月
2017.01.05 08:34
『きょうはそらにまるいつき』
みんなの よるに
それぞれの よるに
ごほうびのような
おつきさま
荒井良二さんの
『きょうはそらにまるいつき』
という絵本。
月を見る
月を見る。
どんな気分のときに見る?
誰かを、何かを想うとき。
嬉しいことがあったとき。
やるせない気持ちのとき。
ただ、落ち着きたいとき。
晴れた日の夜には、いつも月が空にある。
月を見上げるときには、必ず感情が一緒についてくる。
それは、人だけなのかもしれないし、
他の動物たちも同じように何か思うところがあるのかもしれない。
いろんな生き物がいる。

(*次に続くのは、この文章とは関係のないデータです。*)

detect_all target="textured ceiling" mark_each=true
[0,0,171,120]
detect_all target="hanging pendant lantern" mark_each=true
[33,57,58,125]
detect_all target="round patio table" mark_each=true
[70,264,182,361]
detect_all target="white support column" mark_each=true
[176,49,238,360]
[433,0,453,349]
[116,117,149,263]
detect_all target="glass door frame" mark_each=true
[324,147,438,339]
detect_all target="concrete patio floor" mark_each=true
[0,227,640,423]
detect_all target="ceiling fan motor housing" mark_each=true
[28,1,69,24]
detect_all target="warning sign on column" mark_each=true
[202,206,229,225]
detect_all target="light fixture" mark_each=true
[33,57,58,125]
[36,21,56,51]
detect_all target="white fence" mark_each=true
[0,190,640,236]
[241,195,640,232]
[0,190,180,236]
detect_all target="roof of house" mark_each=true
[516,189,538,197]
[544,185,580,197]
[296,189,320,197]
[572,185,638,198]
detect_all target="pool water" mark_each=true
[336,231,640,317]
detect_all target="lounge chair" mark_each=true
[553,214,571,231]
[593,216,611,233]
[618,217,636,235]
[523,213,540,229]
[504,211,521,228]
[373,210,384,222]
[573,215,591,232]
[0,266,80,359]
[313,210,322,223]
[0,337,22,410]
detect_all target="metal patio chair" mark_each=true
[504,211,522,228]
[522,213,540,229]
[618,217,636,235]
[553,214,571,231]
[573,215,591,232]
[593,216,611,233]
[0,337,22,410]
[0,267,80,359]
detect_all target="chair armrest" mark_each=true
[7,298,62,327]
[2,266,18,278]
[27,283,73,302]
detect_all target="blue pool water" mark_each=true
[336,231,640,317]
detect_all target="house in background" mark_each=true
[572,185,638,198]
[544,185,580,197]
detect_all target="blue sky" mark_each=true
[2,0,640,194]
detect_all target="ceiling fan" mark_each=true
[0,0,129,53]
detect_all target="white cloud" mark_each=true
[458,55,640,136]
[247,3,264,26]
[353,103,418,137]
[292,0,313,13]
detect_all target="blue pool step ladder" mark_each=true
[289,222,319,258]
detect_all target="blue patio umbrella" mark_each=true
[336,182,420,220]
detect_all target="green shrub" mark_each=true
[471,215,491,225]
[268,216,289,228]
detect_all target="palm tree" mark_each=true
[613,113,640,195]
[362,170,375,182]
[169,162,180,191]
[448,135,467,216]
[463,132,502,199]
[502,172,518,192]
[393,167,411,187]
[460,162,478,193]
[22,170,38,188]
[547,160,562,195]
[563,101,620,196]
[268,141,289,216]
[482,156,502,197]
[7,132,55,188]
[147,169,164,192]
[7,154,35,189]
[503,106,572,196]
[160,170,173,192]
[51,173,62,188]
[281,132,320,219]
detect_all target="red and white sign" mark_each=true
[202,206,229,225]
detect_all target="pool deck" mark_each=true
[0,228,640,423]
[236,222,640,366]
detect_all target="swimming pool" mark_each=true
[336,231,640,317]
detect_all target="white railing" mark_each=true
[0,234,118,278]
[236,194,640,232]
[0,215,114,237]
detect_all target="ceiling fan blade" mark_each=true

それぞれの暮らしがある。
学校の帰り道、遠い山の森の奥、夜の公園、春の海。
どんな場所でも、誰にでも、月をみることができる。
月をとおして、他のだれかの日常とつながっているのかもしれない。
遠い海のむこうでクジラが大きくはねているその瞬間も、月をとおしてつながることができる。
だから、「ごほうびのような おつきさま」。
柔らかい絵のなかに、そんなすべての生き物の息づかいを感じる。
やさしく、あたたかい月の光を感じる。
そんな素敵な絵本を、今夜は娘に読み聞かせている。